Initiatives like the campus access feedback form, sustainability graduation requirement resolution and the return shuttle from Los Angeles International Airport after winter break took data collection to demonstrate their importance to the administration, Sánchez said. If USG fully shifts towards advocacy rather than project-based work, she said its efforts would be more effective.
Nguyen said USG’s reputation is “tarnished” due to the “volatility” of the fall semester but said the organization hopes to rebuild its reputation through successful projects.
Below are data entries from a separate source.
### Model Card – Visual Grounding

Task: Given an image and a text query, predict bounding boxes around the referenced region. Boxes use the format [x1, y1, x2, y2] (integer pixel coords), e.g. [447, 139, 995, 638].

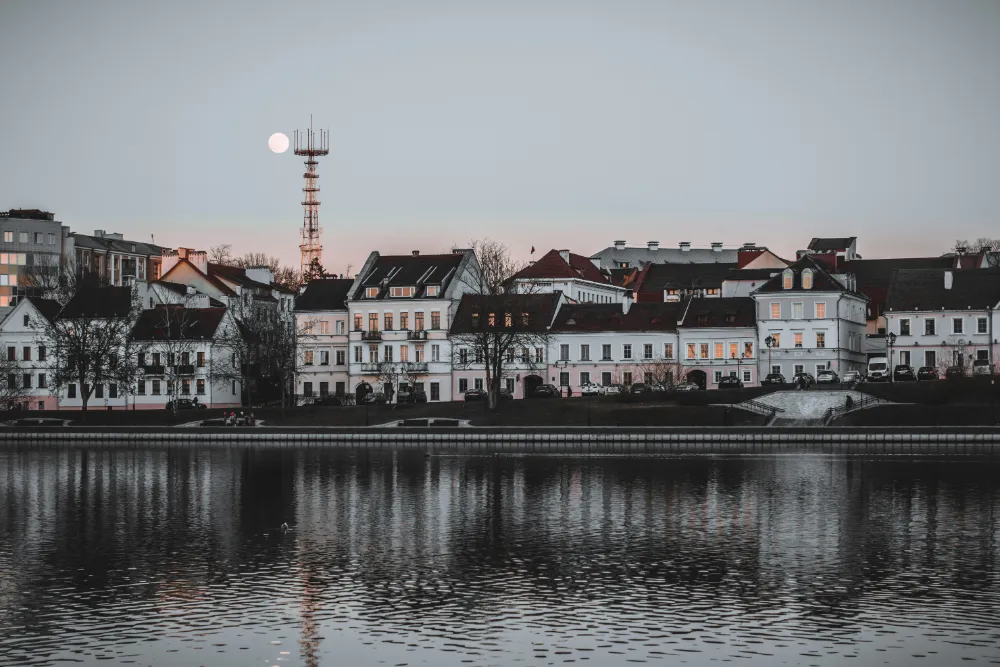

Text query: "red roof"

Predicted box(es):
[514, 250, 611, 285]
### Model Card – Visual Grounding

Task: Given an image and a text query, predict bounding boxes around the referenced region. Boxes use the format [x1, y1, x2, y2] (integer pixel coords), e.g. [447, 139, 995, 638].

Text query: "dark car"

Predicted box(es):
[535, 384, 562, 398]
[167, 398, 207, 410]
[917, 366, 938, 382]
[464, 389, 489, 401]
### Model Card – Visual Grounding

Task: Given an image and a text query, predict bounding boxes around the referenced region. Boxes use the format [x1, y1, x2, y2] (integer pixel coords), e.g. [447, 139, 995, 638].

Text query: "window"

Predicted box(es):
[389, 287, 414, 298]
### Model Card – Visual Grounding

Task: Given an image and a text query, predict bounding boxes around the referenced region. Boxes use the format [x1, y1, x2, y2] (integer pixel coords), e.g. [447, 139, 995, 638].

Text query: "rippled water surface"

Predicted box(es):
[0, 449, 1000, 667]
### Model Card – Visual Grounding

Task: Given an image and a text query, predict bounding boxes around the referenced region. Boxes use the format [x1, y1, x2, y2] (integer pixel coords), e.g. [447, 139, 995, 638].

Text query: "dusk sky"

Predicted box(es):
[0, 0, 1000, 272]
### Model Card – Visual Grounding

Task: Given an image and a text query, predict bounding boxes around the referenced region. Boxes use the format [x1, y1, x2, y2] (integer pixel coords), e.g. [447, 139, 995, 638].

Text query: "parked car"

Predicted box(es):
[464, 389, 489, 401]
[535, 384, 562, 398]
[816, 368, 840, 384]
[719, 375, 743, 389]
[917, 366, 938, 382]
[167, 398, 208, 410]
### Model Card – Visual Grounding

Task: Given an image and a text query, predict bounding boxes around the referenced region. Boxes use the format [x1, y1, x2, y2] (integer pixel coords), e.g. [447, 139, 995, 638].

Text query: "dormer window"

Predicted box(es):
[389, 287, 416, 299]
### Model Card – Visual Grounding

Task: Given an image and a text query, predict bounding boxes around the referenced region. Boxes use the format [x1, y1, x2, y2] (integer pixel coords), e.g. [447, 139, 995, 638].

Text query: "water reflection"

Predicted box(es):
[0, 449, 1000, 665]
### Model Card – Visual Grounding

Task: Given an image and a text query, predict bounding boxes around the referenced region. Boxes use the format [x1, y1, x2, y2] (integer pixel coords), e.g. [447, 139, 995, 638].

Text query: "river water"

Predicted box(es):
[0, 448, 1000, 667]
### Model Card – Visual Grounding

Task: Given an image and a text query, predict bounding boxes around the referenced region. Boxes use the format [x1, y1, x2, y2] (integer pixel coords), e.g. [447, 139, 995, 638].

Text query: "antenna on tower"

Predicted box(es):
[295, 114, 330, 277]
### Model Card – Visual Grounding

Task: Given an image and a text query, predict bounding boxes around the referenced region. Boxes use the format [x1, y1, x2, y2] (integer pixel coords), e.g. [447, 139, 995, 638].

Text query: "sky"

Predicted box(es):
[0, 0, 1000, 273]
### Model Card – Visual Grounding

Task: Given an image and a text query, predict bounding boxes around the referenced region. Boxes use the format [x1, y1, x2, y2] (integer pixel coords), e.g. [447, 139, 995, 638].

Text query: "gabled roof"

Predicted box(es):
[132, 305, 226, 341]
[295, 278, 354, 312]
[886, 268, 1000, 311]
[348, 252, 466, 299]
[450, 292, 562, 335]
[552, 302, 684, 332]
[809, 236, 858, 252]
[514, 250, 611, 285]
[754, 255, 860, 294]
[59, 287, 132, 319]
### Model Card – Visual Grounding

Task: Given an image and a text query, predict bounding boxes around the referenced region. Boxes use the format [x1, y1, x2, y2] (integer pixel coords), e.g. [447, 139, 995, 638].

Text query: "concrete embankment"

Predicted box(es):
[0, 427, 1000, 455]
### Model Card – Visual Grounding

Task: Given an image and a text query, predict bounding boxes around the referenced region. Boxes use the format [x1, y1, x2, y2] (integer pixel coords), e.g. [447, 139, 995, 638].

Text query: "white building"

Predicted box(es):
[885, 268, 1000, 374]
[753, 253, 868, 379]
[347, 250, 478, 401]
[295, 278, 354, 403]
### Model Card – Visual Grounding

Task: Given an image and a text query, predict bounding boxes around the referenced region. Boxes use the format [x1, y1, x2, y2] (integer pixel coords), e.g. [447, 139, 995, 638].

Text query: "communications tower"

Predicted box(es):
[295, 115, 330, 276]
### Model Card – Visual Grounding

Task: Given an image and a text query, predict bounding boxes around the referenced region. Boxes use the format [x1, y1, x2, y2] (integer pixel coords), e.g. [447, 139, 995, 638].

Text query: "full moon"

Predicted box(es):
[267, 132, 288, 153]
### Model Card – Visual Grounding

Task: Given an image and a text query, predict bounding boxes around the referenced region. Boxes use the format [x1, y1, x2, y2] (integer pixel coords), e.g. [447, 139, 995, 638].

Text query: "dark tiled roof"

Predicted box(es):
[26, 296, 62, 322]
[886, 268, 1000, 311]
[450, 292, 562, 335]
[681, 297, 757, 328]
[59, 287, 132, 319]
[514, 250, 610, 283]
[552, 302, 684, 331]
[351, 252, 465, 299]
[295, 278, 354, 311]
[132, 306, 226, 341]
[809, 236, 858, 252]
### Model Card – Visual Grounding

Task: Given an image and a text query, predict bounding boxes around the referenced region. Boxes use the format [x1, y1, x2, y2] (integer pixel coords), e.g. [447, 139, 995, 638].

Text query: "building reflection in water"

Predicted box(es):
[0, 449, 1000, 665]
“As an organization, the value is there. There [are] so many projects that we’re working on; we are meeting with the administration and we are identifying the problems quickly,” Nguyen said. “It’s just been difficult with all the things that’ve been going on. But I think the projects that we have been working on are able to be completed this semester, and that’s one of our goals.”
Correction: A previous version of this article improperly attributed a photograph. The article was updated Feb. 14 at 2:36 p.m. to reflect the correct attribution. The Daily Trojan regrets this error.